Rodzina, której przedstawicielkami są kobiety, na pierwszy rzut oka wydaje się być specyficzna, niecodzienna. Groteska połączona z realizmem magicznym, dominującym w powieści, sprawia, że z początku świat przedstawiony jawi nam się jako zwykła bajka. Dopiero z czasem przekonujemy się, że wyolbrzymienie i magia nie są od nas wcale aż tak odległe. Więcej – to właśnie one sprawiają, że zaczynamy doskonale rozumieć opowieści kobiet, że jesteśmy w stanie się z nimi utożsamiać. Któż z nas jest bowiem wolny od zabobonów i dziwacznych marzeń? „Gdybym ci kiedyś powiedziała” to studium kobiecej psychiki. Jej niezmiennej natury; esencji, której nie zmieniają ani czasy, ani obyczaje. To podróż w głąb siebie przeżywana w trakcie czytania powieści Budnitz. Kobiecy świat zostaje tu rozebrany na czynniki pierwsze, odarty ze wszelkich pozorów. Jest autentyczny i przez to tak bardzo poruszający. Żadna kobieta, jak się okazuje, nie jest z natury feministką.

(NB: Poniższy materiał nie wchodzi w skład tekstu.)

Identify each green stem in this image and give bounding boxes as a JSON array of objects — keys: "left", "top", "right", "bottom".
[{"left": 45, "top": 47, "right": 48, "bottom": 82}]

Dlatego mężczyzna, choć skomentowany przez jedną z bohaterek powieści dosadnie: „jednak mężczyźni są wszyscy tacy sami: to głupki”, jest niezbędny do pełnego, szczęśliwego życia. Relacje: matka – córka, siostra – brat, kobieta – mężczyzna to trzy główne, a zarazem najważniejsze i w świecie niefikcyjnym, relacje w „Gdybym ci kiedyś powiedziała”. Książka przepełniona romansami i dramatami życia codziennego jest na wskroś prawdziwa.
Powieść przypominać może momentami „Marakesz” słowackiego pisarza Václava Pankovčína. Autorka stosuje podobne metody obrazowania posługując się karykaturą i wprowadzając w treść elementy magiczne. W „Gdybym ci kiedyś powiedziała” znajdziemy jednak więcej naturalizmu. I zamiast humoru, prozę zwykłego, szarego dnia. Mimo to, a może właśnie dlatego, książka jest tak niesamowicie wciągająca. Czyta się ją jednym tchem jak gdyby czytało się o sobie (choć czasem wstyd się do tego przyznać). Od początku do końca trzyma w napięciu, a samo jej zakończenie jest idealnie dopracowane. Nie daje ani poczucia niedosytu, ani poczucia nadmiaru.
„Gdybym ci kiedyś powiedziała” to zdecydowanie jeden z najciekawszych debiutów powieściowych ostatniego czasu.